La gran divergencia

La Figura 1 muestra el PIB per cápita argentino comparado con el estadounidense, desde el año 1900 hasta el año 2004, medido en dólares constantes de 1990. Mientras Argentina y Estados Unidos tenían un nivel de ingreso per cápita razonablemente parecido hasta la década de 1940, desde esa fecha en adelante es clara la divergencia: el PIB per cápita argentino creció en un 95 por ciento entre 1940 y 2004, mientas que el de Estados unidos lo hizo en un 223 por ciento. Pequeñas diferencias en las tasas de crecimiento anual acumuladas por muchos años se traducen en enormes diferencias en el nivel de ingreso per cápita.

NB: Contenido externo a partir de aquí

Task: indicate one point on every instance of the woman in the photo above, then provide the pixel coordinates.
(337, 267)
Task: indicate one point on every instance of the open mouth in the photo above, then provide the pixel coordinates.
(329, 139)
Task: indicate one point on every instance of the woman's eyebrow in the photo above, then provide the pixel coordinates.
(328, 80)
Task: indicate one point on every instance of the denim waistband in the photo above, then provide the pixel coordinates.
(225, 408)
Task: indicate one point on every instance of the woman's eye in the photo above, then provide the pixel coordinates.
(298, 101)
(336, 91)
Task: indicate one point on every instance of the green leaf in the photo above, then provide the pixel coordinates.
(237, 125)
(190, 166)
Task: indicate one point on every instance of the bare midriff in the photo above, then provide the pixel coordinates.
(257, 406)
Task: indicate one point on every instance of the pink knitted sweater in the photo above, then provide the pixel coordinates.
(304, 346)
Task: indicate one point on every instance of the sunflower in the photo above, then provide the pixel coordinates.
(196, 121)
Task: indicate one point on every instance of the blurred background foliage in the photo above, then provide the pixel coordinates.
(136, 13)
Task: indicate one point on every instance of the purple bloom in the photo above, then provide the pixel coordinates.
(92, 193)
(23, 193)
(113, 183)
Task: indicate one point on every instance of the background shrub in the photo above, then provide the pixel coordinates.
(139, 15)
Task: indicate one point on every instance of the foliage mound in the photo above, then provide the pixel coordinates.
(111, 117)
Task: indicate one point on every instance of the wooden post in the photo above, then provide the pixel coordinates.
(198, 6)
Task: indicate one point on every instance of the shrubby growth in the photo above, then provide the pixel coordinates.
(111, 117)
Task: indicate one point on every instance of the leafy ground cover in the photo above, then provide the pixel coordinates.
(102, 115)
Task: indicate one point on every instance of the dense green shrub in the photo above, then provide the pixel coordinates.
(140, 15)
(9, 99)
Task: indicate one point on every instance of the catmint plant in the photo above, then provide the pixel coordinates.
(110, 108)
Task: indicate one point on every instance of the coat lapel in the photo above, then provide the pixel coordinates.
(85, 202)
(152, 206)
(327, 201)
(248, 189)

Esta divergencia no es una particularidad de comparar Argentina con Estados Unidos. La Figura 2 muestra la relación entre el PIB per cápita de Argentina con los de Estados Unidos, Canadá, Australia y Japón. Por ejemplo, si el valor en el eje vertical es de 0.6, esto significa el PIB per cápita argentino fue el 60 por ciento del PIB per cápita del país con el que estamos comparando. La figura muestra que la divergencia argentina no es únicamente con los Estados Unidos. Ocurre con los 4 países que usamos de comparación. El caso de Japón es impresionante: mientras el argentino promedio tenía un ingreso 60 por ciento mayor que el japonés promedio en 1960, para 2004 la relación se invierte y el argentino promedio tuvo un ingreso de solo el 40 por ciento del ingreso de un japonés promedio.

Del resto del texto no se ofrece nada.